L’importance du logement dans la dignité humaine fut d’ailleurs soulevée par Victor Hugo qui affirmait en ces termes : “Il y a un droit supérieur à tout, et c’est celui de vivre. L’habitation est l’élément fondamental de la vie humaine.”¹
Eu égard à l’impératif de garantir un logement décent à ses citoyens, le législateur a consacré, en 2016² un dispositif appelé “Bail Réel Solidaire” (BRS), une formule d’accession à la propriété nouvelle en France. Le BRS a pour ambition d’offrir une solution durable au problème du logement abordable, en dissociant la propriété du bâti de celle du foncier.

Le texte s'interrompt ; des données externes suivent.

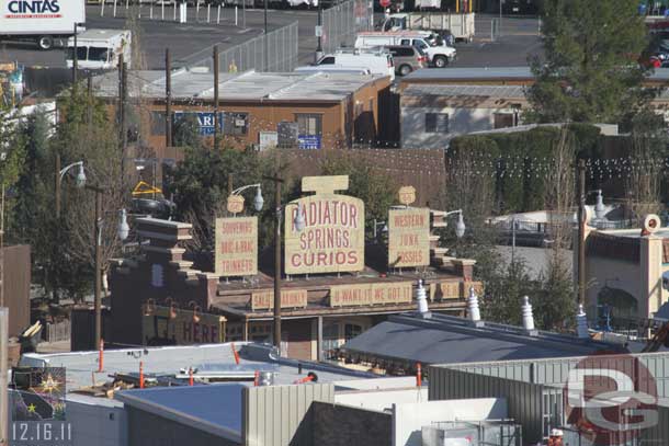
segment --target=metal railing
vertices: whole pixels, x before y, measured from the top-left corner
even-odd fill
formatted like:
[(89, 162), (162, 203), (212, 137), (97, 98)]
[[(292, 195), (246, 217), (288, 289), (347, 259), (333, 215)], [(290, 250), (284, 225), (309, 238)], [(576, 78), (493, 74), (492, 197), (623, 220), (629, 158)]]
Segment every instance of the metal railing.
[[(297, 67), (298, 26), (297, 22), (251, 38), (218, 54), (220, 72), (293, 71)], [(184, 60), (175, 60), (175, 68), (207, 69), (213, 71), (212, 48), (195, 53)]]
[(374, 28), (373, 21), (373, 2), (368, 0), (348, 0), (322, 11), (322, 50), (352, 47), (356, 33)]

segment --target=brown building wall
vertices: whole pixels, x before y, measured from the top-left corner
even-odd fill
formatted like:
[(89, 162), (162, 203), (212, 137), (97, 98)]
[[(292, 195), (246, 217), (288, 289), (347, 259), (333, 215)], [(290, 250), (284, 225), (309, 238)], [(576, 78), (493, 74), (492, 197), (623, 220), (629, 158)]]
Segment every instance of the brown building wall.
[(393, 444), (393, 416), (348, 405), (314, 401), (314, 445), (387, 446)]
[(294, 359), (310, 361), (311, 319), (283, 320), (281, 322), (282, 340), (288, 342), (288, 357)]
[(9, 335), (18, 336), (31, 319), (31, 247), (2, 248), (4, 254), (4, 305), (9, 308)]

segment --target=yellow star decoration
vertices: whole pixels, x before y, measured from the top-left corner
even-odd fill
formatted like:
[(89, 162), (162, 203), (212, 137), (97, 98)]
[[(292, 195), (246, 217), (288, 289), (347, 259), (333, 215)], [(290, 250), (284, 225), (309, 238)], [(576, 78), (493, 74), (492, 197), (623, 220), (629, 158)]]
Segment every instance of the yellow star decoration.
[(48, 374), (46, 379), (42, 379), (42, 391), (44, 392), (52, 393), (58, 390), (58, 387), (60, 387), (60, 382), (58, 382), (57, 379), (54, 379), (52, 374)]

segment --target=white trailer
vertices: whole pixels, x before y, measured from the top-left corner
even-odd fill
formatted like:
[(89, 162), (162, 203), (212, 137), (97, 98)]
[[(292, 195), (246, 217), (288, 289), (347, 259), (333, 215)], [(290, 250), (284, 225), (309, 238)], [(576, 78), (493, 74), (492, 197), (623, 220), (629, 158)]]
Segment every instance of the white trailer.
[(42, 49), (84, 30), (84, 0), (2, 0), (0, 41), (33, 41)]
[[(77, 35), (77, 66), (91, 70), (107, 70), (118, 66), (120, 56), (131, 67), (132, 34), (128, 30), (87, 30)], [(75, 37), (67, 42), (66, 62), (72, 68)]]
[(381, 25), (381, 31), (433, 31), (441, 34), (450, 31), (457, 41), (474, 39), (474, 13), (449, 12), (405, 12), (389, 14)]

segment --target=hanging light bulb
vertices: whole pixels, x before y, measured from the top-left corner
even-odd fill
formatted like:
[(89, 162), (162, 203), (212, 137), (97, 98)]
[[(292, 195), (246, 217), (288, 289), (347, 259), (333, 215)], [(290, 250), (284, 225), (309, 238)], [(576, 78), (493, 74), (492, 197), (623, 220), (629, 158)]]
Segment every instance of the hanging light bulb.
[(262, 197), (262, 191), (260, 190), (260, 186), (258, 186), (258, 190), (256, 190), (256, 198), (253, 198), (253, 207), (256, 208), (256, 211), (261, 211), (263, 205), (264, 198)]
[(457, 222), (455, 224), (455, 237), (462, 239), (465, 235), (465, 229), (467, 228), (465, 227), (465, 220), (463, 219), (461, 211), (457, 217)]

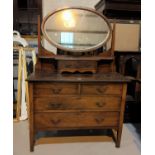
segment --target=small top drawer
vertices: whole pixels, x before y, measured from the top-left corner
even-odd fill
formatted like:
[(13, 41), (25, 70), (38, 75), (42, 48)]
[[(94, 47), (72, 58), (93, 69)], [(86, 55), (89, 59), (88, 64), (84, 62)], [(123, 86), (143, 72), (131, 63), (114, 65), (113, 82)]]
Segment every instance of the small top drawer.
[(83, 95), (121, 95), (122, 84), (83, 84), (81, 88), (81, 94)]
[(34, 87), (34, 96), (36, 97), (76, 95), (78, 93), (78, 84), (73, 83), (36, 83)]

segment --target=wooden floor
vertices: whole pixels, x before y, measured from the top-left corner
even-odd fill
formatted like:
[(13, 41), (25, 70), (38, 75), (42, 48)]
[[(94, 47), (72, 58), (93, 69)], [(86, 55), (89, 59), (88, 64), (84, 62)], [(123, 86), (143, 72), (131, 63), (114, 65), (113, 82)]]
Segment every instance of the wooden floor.
[[(84, 132), (84, 131), (83, 131)], [(125, 124), (120, 148), (116, 148), (109, 136), (94, 135), (60, 137), (66, 133), (52, 133), (52, 138), (39, 138), (34, 152), (29, 151), (28, 122), (14, 122), (14, 155), (140, 155), (140, 137), (131, 124)], [(96, 131), (95, 131), (96, 132)], [(50, 134), (50, 133), (48, 133)], [(101, 133), (102, 134), (102, 133)], [(40, 133), (40, 137), (44, 133)], [(58, 135), (58, 137), (55, 137)], [(91, 136), (90, 136), (91, 135)], [(38, 137), (39, 137), (38, 136)], [(45, 135), (44, 135), (45, 136)], [(40, 145), (41, 144), (41, 145)]]

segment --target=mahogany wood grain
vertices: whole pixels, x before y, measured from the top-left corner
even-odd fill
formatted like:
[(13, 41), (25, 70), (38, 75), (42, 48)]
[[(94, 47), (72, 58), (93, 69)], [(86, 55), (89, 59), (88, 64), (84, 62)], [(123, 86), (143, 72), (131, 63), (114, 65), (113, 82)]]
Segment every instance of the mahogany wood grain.
[(121, 98), (118, 96), (53, 96), (34, 98), (35, 111), (55, 110), (102, 110), (119, 111)]
[(70, 112), (70, 113), (36, 113), (35, 124), (37, 129), (52, 127), (93, 127), (117, 126), (118, 112)]

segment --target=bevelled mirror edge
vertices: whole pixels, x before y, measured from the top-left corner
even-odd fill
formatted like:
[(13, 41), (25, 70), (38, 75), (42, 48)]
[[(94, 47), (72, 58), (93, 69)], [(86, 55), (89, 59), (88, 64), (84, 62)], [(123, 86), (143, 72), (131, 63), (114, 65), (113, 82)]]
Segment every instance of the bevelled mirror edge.
[[(91, 12), (91, 13), (93, 13), (93, 14), (99, 16), (100, 18), (102, 18), (103, 21), (105, 21), (105, 23), (107, 24), (108, 29), (109, 29), (108, 35), (106, 36), (106, 38), (105, 38), (102, 42), (100, 42), (99, 44), (97, 44), (97, 45), (95, 45), (95, 46), (93, 46), (93, 47), (90, 47), (90, 48), (87, 48), (87, 49), (80, 49), (80, 50), (78, 50), (78, 49), (66, 48), (66, 47), (63, 47), (63, 46), (61, 46), (60, 44), (58, 44), (58, 43), (56, 43), (56, 42), (54, 42), (54, 41), (51, 41), (51, 40), (49, 39), (49, 37), (47, 36), (46, 31), (45, 31), (45, 24), (46, 24), (46, 22), (47, 22), (48, 19), (49, 19), (51, 16), (53, 16), (54, 14), (56, 14), (56, 13), (58, 13), (58, 12), (60, 12), (60, 11), (71, 10), (71, 9), (72, 9), (72, 10), (75, 9), (75, 10), (84, 10), (84, 11), (88, 11), (88, 12)], [(111, 28), (111, 24), (109, 23), (108, 19), (107, 19), (104, 15), (102, 15), (102, 14), (100, 14), (99, 12), (95, 11), (94, 9), (92, 9), (92, 8), (86, 8), (86, 7), (65, 7), (65, 8), (57, 9), (57, 10), (55, 10), (55, 11), (53, 11), (53, 12), (48, 13), (48, 14), (44, 17), (44, 19), (43, 19), (43, 21), (42, 21), (41, 30), (42, 30), (42, 34), (43, 34), (43, 36), (44, 36), (44, 38), (45, 38), (46, 41), (48, 41), (51, 45), (53, 45), (53, 46), (56, 47), (57, 49), (61, 49), (61, 50), (68, 51), (68, 52), (90, 52), (90, 51), (94, 51), (94, 50), (96, 50), (96, 49), (101, 48), (104, 44), (106, 44), (106, 43), (110, 40), (110, 38), (111, 38), (111, 36), (112, 36), (112, 28)]]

Cette dissociation permet aux ménages d’accéder à un logement à un prix réduit, tout en garantissant la maîtrise du foncier à long terme par des organismes spécialisés, les Organismes de Foncier Solidaire (OFS).
La pratique notariale a depuis développé la rédaction et l’adaptation des actes permettant le déploiement de ce dispositif par les OFS et les collectivités locales qui souhaitent le promouvoir.

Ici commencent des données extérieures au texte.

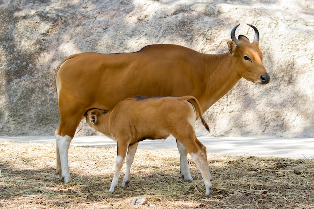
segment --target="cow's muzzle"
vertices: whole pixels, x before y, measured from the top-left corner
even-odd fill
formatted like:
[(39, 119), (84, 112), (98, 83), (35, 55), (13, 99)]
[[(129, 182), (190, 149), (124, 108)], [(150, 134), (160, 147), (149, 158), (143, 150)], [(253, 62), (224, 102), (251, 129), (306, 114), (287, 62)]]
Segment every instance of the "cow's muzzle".
[(269, 83), (270, 76), (268, 74), (262, 75), (260, 76), (260, 79), (262, 81), (262, 84), (267, 84)]

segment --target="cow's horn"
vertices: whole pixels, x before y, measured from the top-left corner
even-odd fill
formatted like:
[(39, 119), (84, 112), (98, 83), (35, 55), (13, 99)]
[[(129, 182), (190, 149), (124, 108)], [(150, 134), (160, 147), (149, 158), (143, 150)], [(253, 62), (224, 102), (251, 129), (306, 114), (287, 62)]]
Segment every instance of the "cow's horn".
[(254, 31), (255, 32), (255, 35), (254, 37), (254, 41), (258, 43), (258, 42), (259, 42), (259, 33), (258, 32), (258, 30), (254, 26), (247, 23), (246, 24), (248, 26), (251, 26), (254, 29)]
[(240, 41), (239, 41), (238, 39), (236, 38), (234, 33), (235, 32), (235, 30), (237, 29), (237, 28), (238, 28), (238, 26), (239, 26), (239, 25), (240, 23), (234, 27), (231, 30), (231, 39), (236, 43), (237, 45), (239, 45), (240, 42)]

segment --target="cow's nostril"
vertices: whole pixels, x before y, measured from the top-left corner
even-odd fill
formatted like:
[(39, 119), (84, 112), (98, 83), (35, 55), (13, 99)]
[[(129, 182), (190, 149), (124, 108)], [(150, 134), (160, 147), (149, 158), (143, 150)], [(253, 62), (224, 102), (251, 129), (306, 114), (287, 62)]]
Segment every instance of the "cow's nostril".
[(262, 80), (262, 84), (266, 84), (269, 83), (270, 80), (270, 76), (268, 74), (262, 75), (260, 76), (261, 80)]

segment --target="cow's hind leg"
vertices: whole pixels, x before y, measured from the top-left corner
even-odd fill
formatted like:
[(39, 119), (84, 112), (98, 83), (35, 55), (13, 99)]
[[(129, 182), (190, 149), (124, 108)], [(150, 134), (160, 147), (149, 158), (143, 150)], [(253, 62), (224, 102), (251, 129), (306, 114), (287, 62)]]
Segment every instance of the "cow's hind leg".
[(122, 186), (129, 186), (130, 178), (130, 173), (131, 172), (131, 166), (134, 161), (134, 157), (136, 153), (138, 142), (130, 145), (127, 151), (127, 155), (126, 155), (126, 171), (125, 175), (123, 178), (123, 182), (122, 183)]
[(63, 179), (64, 183), (68, 183), (72, 181), (68, 162), (68, 152), (72, 138), (67, 135), (61, 136), (58, 134), (56, 134), (55, 138), (57, 172), (59, 174), (60, 180)]
[(180, 155), (180, 171), (184, 181), (193, 181), (188, 164), (188, 152), (185, 147), (180, 141), (176, 139), (177, 147)]
[(78, 109), (72, 114), (65, 116), (60, 109), (60, 124), (55, 133), (56, 138), (56, 151), (57, 157), (57, 173), (61, 180), (63, 179), (65, 183), (72, 181), (68, 161), (68, 152), (70, 143), (75, 133), (76, 128), (82, 118), (83, 109), (79, 111)]

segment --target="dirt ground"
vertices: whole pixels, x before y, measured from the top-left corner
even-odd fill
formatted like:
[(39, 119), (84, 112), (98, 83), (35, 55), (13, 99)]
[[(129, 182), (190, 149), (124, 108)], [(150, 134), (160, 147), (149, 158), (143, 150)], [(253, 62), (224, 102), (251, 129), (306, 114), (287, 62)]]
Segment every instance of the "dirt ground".
[[(55, 171), (55, 146), (0, 143), (0, 207), (7, 208), (311, 208), (314, 160), (211, 154), (213, 189), (205, 196), (202, 177), (189, 158), (194, 180), (183, 182), (176, 150), (138, 150), (130, 186), (108, 192), (116, 148), (71, 146), (73, 182)], [(131, 204), (136, 197), (146, 204)]]

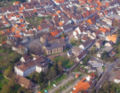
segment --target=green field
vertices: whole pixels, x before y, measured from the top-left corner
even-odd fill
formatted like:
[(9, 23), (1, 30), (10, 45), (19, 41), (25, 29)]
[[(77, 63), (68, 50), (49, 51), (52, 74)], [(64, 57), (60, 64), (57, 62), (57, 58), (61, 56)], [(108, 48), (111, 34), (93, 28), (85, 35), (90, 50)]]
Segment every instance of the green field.
[(8, 80), (3, 77), (3, 75), (0, 73), (0, 90), (2, 89), (2, 86), (7, 84)]
[(58, 56), (53, 59), (54, 62), (62, 62), (64, 68), (70, 68), (74, 65), (74, 62), (67, 57)]

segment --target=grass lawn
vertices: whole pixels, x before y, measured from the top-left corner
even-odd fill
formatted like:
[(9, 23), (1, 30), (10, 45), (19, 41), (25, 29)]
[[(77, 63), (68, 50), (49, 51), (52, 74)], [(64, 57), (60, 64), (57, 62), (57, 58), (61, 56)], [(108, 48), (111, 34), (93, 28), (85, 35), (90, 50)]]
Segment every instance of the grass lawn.
[(62, 62), (64, 68), (70, 68), (74, 65), (74, 62), (67, 57), (58, 56), (53, 59), (53, 62)]
[(53, 88), (53, 84), (58, 85), (65, 78), (67, 78), (67, 75), (65, 75), (65, 74), (63, 74), (62, 76), (56, 78), (56, 80), (50, 82), (48, 87), (46, 87), (45, 89), (42, 89), (41, 92), (44, 93), (44, 90), (49, 90), (49, 89)]
[(5, 79), (3, 75), (0, 73), (0, 90), (2, 89), (2, 86), (7, 83), (8, 83), (8, 80)]
[(30, 23), (29, 27), (38, 27), (42, 20), (44, 19), (50, 19), (50, 17), (38, 17), (38, 16), (33, 16), (33, 17), (26, 17), (26, 21)]

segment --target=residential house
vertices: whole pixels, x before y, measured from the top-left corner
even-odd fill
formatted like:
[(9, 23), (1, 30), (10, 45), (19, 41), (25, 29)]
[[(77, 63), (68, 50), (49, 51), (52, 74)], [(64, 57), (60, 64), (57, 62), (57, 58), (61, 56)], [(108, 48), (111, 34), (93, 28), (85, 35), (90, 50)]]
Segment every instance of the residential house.
[(20, 76), (29, 76), (33, 72), (46, 72), (49, 60), (43, 56), (23, 57), (15, 67), (15, 73)]
[(25, 77), (16, 75), (15, 77), (15, 81), (21, 85), (22, 87), (26, 88), (26, 89), (32, 89), (35, 87), (35, 84), (33, 82), (31, 82), (30, 80), (28, 80)]
[(66, 48), (64, 38), (53, 37), (48, 34), (41, 37), (40, 42), (43, 44), (43, 49), (47, 55), (61, 53)]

Le principe du Bail Réel Solidaire
Le BRS repose sur un principe simple mais innovant : les ménages acquièrent la propriété de leur logement, mais pas du terrain sur lequel il est construit. Ce terrain reste la propriété d’un OFS, qui le loue au ménage sous forme d’un bail de très longue durée (jusqu’à 99 ans). En contrepartie, les acquéreurs paient une redevance modeste à l’OFS pour l’usage du terrain.

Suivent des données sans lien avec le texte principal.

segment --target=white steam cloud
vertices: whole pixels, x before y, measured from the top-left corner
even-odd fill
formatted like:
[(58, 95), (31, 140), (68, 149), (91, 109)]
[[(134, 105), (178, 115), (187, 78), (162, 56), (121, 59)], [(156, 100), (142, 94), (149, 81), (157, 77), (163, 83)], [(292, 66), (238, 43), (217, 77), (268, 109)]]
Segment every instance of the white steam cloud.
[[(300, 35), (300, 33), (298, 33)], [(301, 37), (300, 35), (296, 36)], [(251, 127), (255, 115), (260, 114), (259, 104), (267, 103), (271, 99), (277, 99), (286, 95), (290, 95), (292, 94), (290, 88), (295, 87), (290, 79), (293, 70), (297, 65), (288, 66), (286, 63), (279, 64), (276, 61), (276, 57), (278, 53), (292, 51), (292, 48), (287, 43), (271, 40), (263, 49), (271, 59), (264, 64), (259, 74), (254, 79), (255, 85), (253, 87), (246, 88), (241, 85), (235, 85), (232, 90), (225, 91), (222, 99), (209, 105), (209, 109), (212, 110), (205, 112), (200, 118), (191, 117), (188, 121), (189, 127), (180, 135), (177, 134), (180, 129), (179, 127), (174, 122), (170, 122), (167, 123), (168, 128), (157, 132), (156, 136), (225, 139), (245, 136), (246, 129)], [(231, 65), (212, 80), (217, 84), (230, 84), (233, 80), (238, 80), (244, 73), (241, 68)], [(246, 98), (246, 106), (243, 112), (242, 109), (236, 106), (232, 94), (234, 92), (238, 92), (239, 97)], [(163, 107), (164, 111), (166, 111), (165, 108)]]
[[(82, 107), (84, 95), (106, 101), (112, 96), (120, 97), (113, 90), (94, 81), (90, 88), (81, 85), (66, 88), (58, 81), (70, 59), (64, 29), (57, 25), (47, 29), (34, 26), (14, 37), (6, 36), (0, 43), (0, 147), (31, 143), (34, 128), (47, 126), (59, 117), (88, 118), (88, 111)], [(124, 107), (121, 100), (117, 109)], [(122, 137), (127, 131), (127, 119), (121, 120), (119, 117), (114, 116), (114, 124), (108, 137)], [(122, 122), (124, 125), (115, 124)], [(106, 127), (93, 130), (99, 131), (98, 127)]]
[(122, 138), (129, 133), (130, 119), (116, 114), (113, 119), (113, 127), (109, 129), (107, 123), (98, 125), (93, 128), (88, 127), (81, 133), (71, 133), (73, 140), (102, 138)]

Ce schéma permet de réduire considérablement le coût d’acquisition du logement, rendant ainsi la propriété accessible à des ménages aux revenus modestes et intermédiaires.
Les avantages du BRS
Si l’opportunité de recourir au BRS n’est plus à démontrer, c’est assurément parce qu’il est à la croisée d’intérêts convergents.
Accessibilité financière : Le principal avantage du BRS est la réduction du prix d’achat. En excluant le coût du foncier, qui représente souvent une part importante du prix de l’immobilier, le BRS permet aux ménages d’accéder à la propriété à un prix significativement inférieur au marché traditionnel.
Sécurisation du foncier : L’OFS, en restant propriétaire du terrain, garantit une maîtrise publique du foncier sur le long terme. Cela permet de maintenir des logements abordables sur plusieurs générations, même en cas de spéculation immobilière.
Durabilité sociale : Le BRS encadre la revente des logements. En effet, les conditions de revente sont strictement régulées pour éviter la spéculation et garantir que les logements restent accessibles à des ménages modestes. Le prix de revente est plafonné, ce qui permet de pérenniser l’accès au logement abordable.
Une solution contre la gentrification : Le BRS peut être un outil efficace pour lutter contre la gentrification, notamment dans les zones où la pression foncière est forte. En contrôlant le foncier, les OFS permettent de maintenir un certain équilibre social et évitent que les quartiers populaires ne soient totalement privatisés ou densifiés de logements de luxe.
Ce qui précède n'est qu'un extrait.